ING U.S., through its broker-dealer, ING Financial Partners, says it will roll out a new wealth-management platform for its roughly 1,500 affiliated independent financial advisors and their clients in the fourth quarter of 2013.

Christina Hurley“The new platform consolidates a household’s financial information into one place, making it easier for both the client and his or her financial advisor to see the complete picture, as well as analyze budgets, investments and retirement projections,” said Christina Hurley (left), head of products for ING U.S. Retirement Solutions Individual Markets, in a press release on Wednesday.

5 Best Financial Stocks To Invest In 2014

“We’ve been listening to our financial advisors and are responding with the tools and support they need for their advisory business. We know that their clients need holistic financial planning, and this platform can help align their financial plans to their goals,” explained Hurley.

ING U.S. says that the new platform is based on two key parts: one that offers new online capabilities for both advisors and clients to use independently or at the same time, and another that brings advisors enhanced capabilities to help them manage their business, including the ability to make financial transactions in a single, integrated environment.

Other key benefits and features of the platform are:

“As the need for financial advice continues to grow, tools that help to deepen relationships and accentuate a financial advisor’s value will be increasingly important,” said Andre Robinson, head of advisory business development at ING Financial Partners, in a statement.

“Our new platform will help to increase real-time collaboration with clients. Clients want a complete view of their financial picture at their fingertips, while advisors want tools that help them assess their clients’ financial situation and take action,” Robinson noted.

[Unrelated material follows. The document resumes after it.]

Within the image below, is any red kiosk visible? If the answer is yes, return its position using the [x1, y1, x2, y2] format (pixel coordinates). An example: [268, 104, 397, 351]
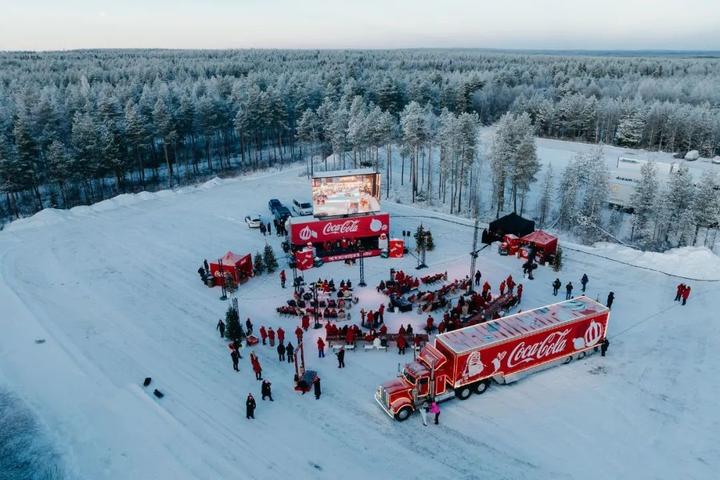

ING U.S. (VOYA),the American insurance entity of ING Group NV, is in the process of changing its name to Voya Financial in the near future. It completed its IPO in April and expects the name change to be complete by April 2016. The U.S. unit is led by former American International Group executive Rodney Martin.

Sunday, August 18, 2013

Best Financial Stocks To Watch Right Now

The price-to-earnings ratio has its supporters and detractors, but this simple statistic can be an easy way for investors to gauge how cheap an average stock is on the fly. For some stocks, however, the P/E ratio is a misleading statistic -- particularly when earnings betray a poor business model. With stocks' rise this year and earnings on the upswing, however, is the P/E ratio a suitable fit in the medical device industry, particularly as many device stocks have soared in 2013?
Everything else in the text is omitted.